During the period of 1995 through 1999, OVEC completed overfire air (OFA) modifications on all eleven generating units at a cost of $8.2 million. OFA reduces the formation of NOx in the boilers by up to 60 percent.
In 2002 and 2003, OVEC invested $355 million to retrofit ten of the eleven OVEC units with selective catalytic reduction (SCR) systems. The SCR systems were designed to further reduce NOx emissions by up to 90 percent.
Between November 2011 and May 2013, four JBR scrubber systems began operation. The placement of the last scrubber in May 2013 completed an overall company investment of approximately $1.3 billion, which included the installation of JBRs on 2,389.86 megawatts of coal-fired generation at both Kyger Creek and Clifty Creek Stations, new landfills at each plant to manage the disposal of coal combustion by-products that are not otherwise beneficially reused, and new wastewater treatment systems for the treatment of residual wastewater generated from the JBR scrubbers. The scrubbers have the ability to reduce SO2 emissions from the fuel used at each plant by up to 98 percent.
OVEC is a proponent of the beneficial reuse of coal combustion residuals and the by-products created by both the generation of electricity and plant environmental control processes.

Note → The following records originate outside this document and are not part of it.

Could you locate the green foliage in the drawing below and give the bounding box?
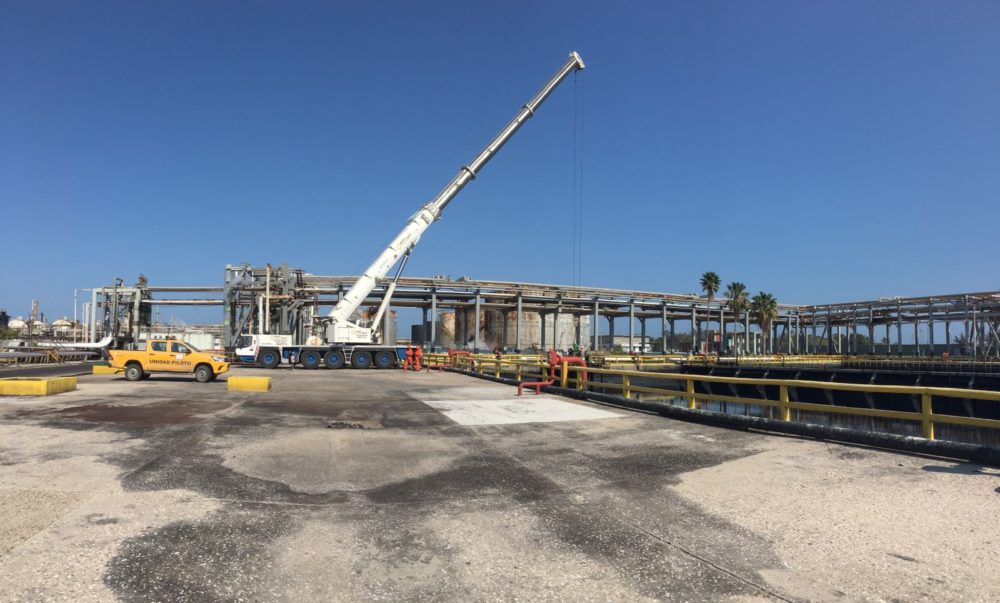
[726,281,750,318]
[700,272,722,303]
[750,291,778,335]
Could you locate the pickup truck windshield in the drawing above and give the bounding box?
[170,342,199,354]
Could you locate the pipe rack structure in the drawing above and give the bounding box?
[87,264,1000,358]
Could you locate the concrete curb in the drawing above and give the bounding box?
[446,368,1000,467]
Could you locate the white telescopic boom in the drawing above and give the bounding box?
[329,52,584,322]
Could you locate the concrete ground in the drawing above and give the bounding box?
[0,369,1000,602]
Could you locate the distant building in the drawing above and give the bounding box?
[597,335,653,354]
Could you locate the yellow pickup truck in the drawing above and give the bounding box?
[108,339,229,383]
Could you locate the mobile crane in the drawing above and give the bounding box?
[236,52,585,369]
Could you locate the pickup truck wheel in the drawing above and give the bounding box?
[299,350,323,369]
[260,350,281,368]
[125,362,142,381]
[375,351,396,368]
[351,350,372,368]
[194,364,214,383]
[323,350,344,368]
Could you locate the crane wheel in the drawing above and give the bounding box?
[375,351,396,368]
[194,364,213,383]
[259,350,281,368]
[351,350,372,368]
[125,362,143,381]
[299,350,323,369]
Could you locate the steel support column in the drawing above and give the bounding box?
[472,290,482,354]
[430,289,437,350]
[628,300,635,354]
[514,293,523,352]
[591,297,601,350]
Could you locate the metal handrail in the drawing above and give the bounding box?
[425,354,1000,440]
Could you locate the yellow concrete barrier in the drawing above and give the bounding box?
[226,377,271,392]
[0,377,76,396]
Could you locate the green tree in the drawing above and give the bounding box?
[726,281,750,354]
[750,291,778,353]
[699,272,722,352]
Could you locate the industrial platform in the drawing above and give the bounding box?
[0,369,1000,602]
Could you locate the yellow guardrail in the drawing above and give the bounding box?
[587,353,687,369]
[425,354,1000,440]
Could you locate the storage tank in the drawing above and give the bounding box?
[434,311,456,348]
[52,316,73,337]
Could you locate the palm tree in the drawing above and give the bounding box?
[726,281,750,354]
[701,272,722,354]
[750,291,778,352]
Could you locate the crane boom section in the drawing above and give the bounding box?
[329,52,585,323]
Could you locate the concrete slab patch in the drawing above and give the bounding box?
[424,397,623,425]
[218,429,464,494]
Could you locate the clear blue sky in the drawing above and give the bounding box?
[0,0,1000,326]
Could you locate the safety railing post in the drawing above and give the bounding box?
[920,394,934,440]
[778,385,792,421]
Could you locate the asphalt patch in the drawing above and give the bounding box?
[18,399,234,427]
[104,504,301,602]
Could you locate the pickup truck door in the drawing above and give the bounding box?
[146,341,170,371]
[170,341,194,371]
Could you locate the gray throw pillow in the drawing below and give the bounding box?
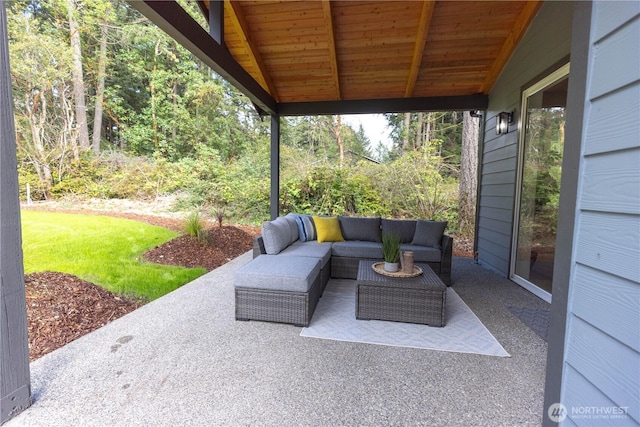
[296,215,316,242]
[284,213,299,243]
[338,216,381,242]
[382,219,416,243]
[262,217,291,255]
[411,219,447,249]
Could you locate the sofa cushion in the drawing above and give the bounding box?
[400,243,442,262]
[296,215,316,242]
[411,219,447,249]
[331,240,383,259]
[262,217,291,255]
[233,255,320,292]
[313,216,344,243]
[279,241,331,268]
[338,216,380,242]
[382,219,416,243]
[284,213,300,243]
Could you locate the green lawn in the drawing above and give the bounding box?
[21,210,205,300]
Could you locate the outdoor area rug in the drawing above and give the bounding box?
[300,280,510,357]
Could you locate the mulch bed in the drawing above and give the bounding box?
[25,211,260,360]
[25,209,473,360]
[25,271,142,360]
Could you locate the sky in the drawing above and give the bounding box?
[342,114,391,149]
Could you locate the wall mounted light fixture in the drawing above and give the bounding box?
[496,111,513,135]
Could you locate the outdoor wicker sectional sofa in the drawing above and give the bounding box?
[234,214,453,326]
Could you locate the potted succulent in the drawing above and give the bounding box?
[382,233,400,273]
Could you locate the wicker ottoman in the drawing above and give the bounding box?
[233,255,322,326]
[356,261,447,326]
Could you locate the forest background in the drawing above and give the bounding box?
[6,0,478,241]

OVEC is a member of The Ohio River Ecological Research Program (ORERP), which is an ongoing multi-year project with the objective of developing a quantitative and qualitative database for the evaluation of power plant impacts on fish and fish communities. Through ORERP, OVEC has been dedicated to monitoring water quality by participating in several studies that illustrate that a balanced, indigenous population of fish and shellfish exist in the Ohio River in and around our power plant discharges.